Address
- 801 Egg Harbor Road Lindenwold, Camden County, New Jersey, 08021 United States
- Coordinates: 39°48′32″N 75°00′11″W﻿ / ﻿39.808877°N 75.003091°W

District information
- Grades: PreK-12
- Superintendent: Kristin O'Neil
- Business administrator: Kathleen Huder
- Schools: 5

Students and staff
- Enrollment: 3,100 (as of 2022–23)
- Faculty: 255.5 FTEs
- Student–teacher ratio: 12.1:1

Other information
- District Factor Group: B
- Website: www.lindenwold.k12.nj.us
| Ind. | Per pupil | District spending | Rank (*) | K-12 average | %± vs. average |
| 1A | Total Spending | $17,836 | 33 | $18,891 | −5.6% |
| 1 | Budgetary Cost | 12,780 | 17 | 14,783 | −13.5% |
| 2 | Classroom Instruction | 7,318 | 12 | 8,763 | −16.5% |
| 6 | Support Services | 1,932 | 24 | 2,392 | −19.2% |
| 8 | Administrative Cost | 1,660 | 50 | 1,485 | 11.8% |
| 10 | Operations & Maintenance | 1,513 | 26 | 1,783 | −15.1% |
| 13 | Extracurricular Activities | 357 | 25 | 268 | 33.2% |
| 16 | Median Teacher Salary | 56,502 | 11 | 64,043 |
Data from NJDoE 2014 Taxpayers' Guide to Education Spending. *Of K-12 districts with 1,800-3,500 students. Lowest spending=1; Highest=68

= Lindenwold Public Schools =

School district in Camden County, New Jersey, US

The Lindenwold Public Schools are a comprehensive community public school district that serves students in pre-kindergarten through twelfth grade from Lindenwold, in Camden County, in the U.S. state of New Jersey.

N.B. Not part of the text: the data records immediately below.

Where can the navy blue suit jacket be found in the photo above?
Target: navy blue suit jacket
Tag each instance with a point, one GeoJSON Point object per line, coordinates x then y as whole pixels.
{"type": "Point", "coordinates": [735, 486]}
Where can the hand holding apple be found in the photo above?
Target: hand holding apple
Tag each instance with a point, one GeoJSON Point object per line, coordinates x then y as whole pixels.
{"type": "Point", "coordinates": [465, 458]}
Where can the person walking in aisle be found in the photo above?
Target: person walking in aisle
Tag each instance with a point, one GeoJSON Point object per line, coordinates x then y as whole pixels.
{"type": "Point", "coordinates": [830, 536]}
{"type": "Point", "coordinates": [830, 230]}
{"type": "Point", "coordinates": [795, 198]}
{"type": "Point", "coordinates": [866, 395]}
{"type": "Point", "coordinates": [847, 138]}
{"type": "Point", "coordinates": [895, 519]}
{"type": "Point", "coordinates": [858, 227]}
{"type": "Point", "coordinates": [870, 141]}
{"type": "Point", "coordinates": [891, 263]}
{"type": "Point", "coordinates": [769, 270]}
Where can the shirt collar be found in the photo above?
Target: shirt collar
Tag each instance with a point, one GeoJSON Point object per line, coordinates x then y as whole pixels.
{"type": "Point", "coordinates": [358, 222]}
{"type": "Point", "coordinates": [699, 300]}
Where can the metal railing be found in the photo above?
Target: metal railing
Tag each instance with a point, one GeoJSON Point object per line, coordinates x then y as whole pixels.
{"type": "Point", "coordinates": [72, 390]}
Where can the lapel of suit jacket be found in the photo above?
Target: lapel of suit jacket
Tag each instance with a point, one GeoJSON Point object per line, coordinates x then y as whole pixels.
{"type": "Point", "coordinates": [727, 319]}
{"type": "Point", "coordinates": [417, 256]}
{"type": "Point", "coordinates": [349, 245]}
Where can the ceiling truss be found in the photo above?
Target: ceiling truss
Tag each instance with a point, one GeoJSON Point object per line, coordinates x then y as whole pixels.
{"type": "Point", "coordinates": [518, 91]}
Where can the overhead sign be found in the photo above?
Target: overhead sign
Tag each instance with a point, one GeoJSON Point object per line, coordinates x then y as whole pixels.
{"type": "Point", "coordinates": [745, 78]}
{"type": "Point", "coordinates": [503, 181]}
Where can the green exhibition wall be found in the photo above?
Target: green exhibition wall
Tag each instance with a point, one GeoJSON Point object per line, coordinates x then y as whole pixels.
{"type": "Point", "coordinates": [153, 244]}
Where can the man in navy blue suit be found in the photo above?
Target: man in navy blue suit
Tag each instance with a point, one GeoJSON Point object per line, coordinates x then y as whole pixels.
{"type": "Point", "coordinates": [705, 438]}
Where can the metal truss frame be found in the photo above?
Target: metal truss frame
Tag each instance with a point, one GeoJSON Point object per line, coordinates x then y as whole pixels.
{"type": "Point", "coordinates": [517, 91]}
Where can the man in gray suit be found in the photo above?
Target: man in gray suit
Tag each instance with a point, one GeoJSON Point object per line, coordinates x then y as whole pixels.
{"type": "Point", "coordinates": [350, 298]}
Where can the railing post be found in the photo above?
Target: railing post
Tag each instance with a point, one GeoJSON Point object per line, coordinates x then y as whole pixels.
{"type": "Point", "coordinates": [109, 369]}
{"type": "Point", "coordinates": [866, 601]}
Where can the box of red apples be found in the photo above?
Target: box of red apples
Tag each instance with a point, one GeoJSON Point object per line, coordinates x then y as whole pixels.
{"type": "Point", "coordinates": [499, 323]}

As of the 2022–23 school year, the district, comprised of five schools, had an enrollment of 3,100 students and 255.5 classroom teachers (on an FTE basis), for a student–teacher ratio of 12.1:1.

The district is classified by the New Jersey Department of Education as being in District Factor Group "B", the second lowest of eight groupings. District Factor Groups organize districts statewide to allow comparison by common socioeconomic characteristics of the local districts. From lowest socioeconomic status to highest, the categories are A, B, CD, DE, FG, GH, I and J.

==Schools==
Schools in the district (with 2022–23 enrollment data from the National Center for Education Statistics) are:
- Elementary schools
- Lindenwold Preschool with 171 students in PreK
- Lindenwold School 4 with 593 students in grades K-4
  - Dana Lawrence, principal
- Lindenwold School 5 with 656 students in grades K-4
  - Sandra Martinez-Preyor, principal
- Middle school
- Lindenwold Middle School with 911 students in grades 5-8
  - Joe Tabasco, principal
- High school
- Lindenwold High School with 727 students in grades 9-12
  - Fred Geardino, principal

==Administration==
Core members of the district's administration are:
- Kristin O'Neil, superintendent
- Kathleen Huder, business administrator and board secretary

==Board of education==
The district's board of education, comprised of nine members, sets policy and oversees the fiscal and educational operation of the district through its administration. As a Type II school district, the board's trustees are elected directly by voters to serve three-year terms of office on a staggered basis, with three seats up for election each year held (since 2012) as part of the November general election. The board appoints a superintendent to oversee the district's day-to-day operations and a business administrator to supervise the business functions of the district.